Two figures standing at the window, peering out at nothing as they share a cigarette in the dark. One speaks of the old world sorrow and the old world grief, speaks of that which still troubles the soul years after it came to pass. Speaks while the other listens, his kindred in the moment.

Why does he share?

In his introduction to Slaughterhouse-Five (part-autobiography, part-psychedelic take on the horrors of war) Kurt Vonnegut offers a possible answer, sharing the story of Lot’s wife, morbidly curious as she flees the destruction of Sodom and Gomorrah…

And Lot’s wife, of course, was told not to look back where all those people and their homes had been. But she did look back, and I love her for that, because it was so human. So she was turned into a pillar of salt. So it goes.

People aren’t supposed to look back. I’m certainly not going to do it anymore.

I’ve finished my war book now. The next one I write is going to be fun.

This one is a failure, and had to be, since it was written by a pillar of salt.
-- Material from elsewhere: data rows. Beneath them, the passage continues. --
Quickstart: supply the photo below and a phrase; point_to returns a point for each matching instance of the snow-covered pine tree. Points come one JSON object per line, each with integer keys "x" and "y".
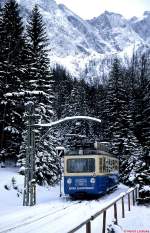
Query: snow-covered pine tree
{"x": 63, "y": 84}
{"x": 116, "y": 107}
{"x": 124, "y": 143}
{"x": 76, "y": 105}
{"x": 12, "y": 42}
{"x": 37, "y": 88}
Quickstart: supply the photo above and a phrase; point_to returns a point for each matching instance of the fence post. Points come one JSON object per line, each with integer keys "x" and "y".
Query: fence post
{"x": 115, "y": 213}
{"x": 104, "y": 222}
{"x": 88, "y": 227}
{"x": 129, "y": 207}
{"x": 123, "y": 212}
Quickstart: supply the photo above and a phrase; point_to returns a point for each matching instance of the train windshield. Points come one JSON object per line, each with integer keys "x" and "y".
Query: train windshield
{"x": 82, "y": 165}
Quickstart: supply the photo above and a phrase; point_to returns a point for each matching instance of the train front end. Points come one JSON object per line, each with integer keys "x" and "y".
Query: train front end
{"x": 80, "y": 175}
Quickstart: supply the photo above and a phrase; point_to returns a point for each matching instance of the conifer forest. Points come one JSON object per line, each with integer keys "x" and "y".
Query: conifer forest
{"x": 121, "y": 100}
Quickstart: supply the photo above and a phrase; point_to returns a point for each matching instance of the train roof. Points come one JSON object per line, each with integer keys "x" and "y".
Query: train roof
{"x": 85, "y": 152}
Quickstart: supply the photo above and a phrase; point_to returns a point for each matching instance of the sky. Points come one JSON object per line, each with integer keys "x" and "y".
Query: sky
{"x": 88, "y": 9}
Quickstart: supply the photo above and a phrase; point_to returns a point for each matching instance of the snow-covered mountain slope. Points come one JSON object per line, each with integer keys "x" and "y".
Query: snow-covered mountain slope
{"x": 142, "y": 26}
{"x": 86, "y": 48}
{"x": 116, "y": 30}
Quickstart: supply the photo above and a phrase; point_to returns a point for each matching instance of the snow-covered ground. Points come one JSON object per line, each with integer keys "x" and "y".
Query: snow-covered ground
{"x": 59, "y": 215}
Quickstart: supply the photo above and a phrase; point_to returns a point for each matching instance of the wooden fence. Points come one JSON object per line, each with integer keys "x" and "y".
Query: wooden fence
{"x": 132, "y": 194}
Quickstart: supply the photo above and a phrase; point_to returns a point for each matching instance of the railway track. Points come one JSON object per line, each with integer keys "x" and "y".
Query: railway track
{"x": 34, "y": 220}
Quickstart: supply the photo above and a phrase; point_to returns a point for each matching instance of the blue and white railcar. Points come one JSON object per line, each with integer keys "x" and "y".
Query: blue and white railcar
{"x": 91, "y": 172}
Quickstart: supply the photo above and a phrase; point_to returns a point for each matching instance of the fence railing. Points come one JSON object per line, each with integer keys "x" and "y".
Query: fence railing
{"x": 132, "y": 194}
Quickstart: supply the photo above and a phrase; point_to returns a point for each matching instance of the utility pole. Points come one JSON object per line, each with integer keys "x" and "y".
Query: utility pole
{"x": 29, "y": 198}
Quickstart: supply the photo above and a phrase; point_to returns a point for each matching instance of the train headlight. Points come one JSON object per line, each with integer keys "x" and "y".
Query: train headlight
{"x": 92, "y": 180}
{"x": 69, "y": 181}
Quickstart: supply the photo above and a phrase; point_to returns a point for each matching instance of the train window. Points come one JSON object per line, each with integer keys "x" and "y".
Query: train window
{"x": 104, "y": 165}
{"x": 81, "y": 165}
{"x": 100, "y": 165}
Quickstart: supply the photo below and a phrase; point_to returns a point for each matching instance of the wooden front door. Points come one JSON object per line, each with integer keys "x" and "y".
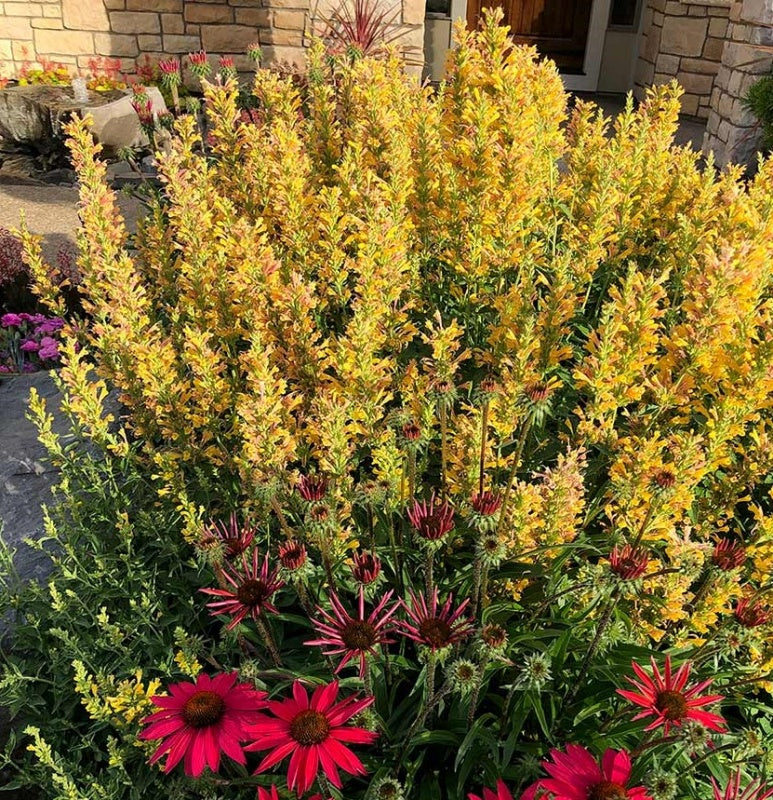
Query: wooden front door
{"x": 558, "y": 28}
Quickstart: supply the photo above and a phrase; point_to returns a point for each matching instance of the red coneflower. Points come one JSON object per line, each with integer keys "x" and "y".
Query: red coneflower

The speaker shares because it still clings to him, and because he can’t let go. Because even as he reaches for the promise of the new world, he stands rooted in the old world grief and old world suffering. The telling is a hollowing experience that he craves: An exorcism through the story or the page. To tread forward—excise the past.

That the value of writing is catharsis is oft-championed by those who believe writing must be authentic. Not that writing cannot be fantastical or fictional, or even that a writer can only write what he lives, but that the writer must capture an authentic experience: A piece of humanity, felt by someone, relatable to anyone; yearning for release.

But so often, even after the telling, the past remains. So often, the speaker in the dark leans against the window frame, little changed. After telling this story for the umpteenth time. Recall Slaughterhouse-Five’s protagonist, Billy Pilgrim, whose feet still freeze blue in his apartment years after his miserable trudge through the snow as a prisoner of war.

So it goes.

The listener however—

Sylvia Plath wrote Lady Lazarus shortly before her death by suicide in 1962, describing her fatalistic attachment to death once every decade (she died at 30, on her third encounter with death). The telling did not change her, did not loose her bonds to fatalism.

Dying

Is an art, like everything else.

I do it exceptionally well.

But in her readers, it inspired reams of writing. The radical feminist, challenging the monolithic patriarchal oppressor. The fatalistic human trapped within cycles without choice: Is the cycle enduring, or can it be broken? In this case, the death of the author is literal.

Plath ends her poem with this:

Out of the ash

I rise with my red hair

And I eat men like air

Often, we write and create because of that which binds us. The nostalgia which binds us to past experience. The idealism which binds us to the dream, or binds us to an elusive future yet to be. The patriotism that binds us to home.

The telling might not change the storyteller, might never erase the bond, but hopefully, the telling changes you.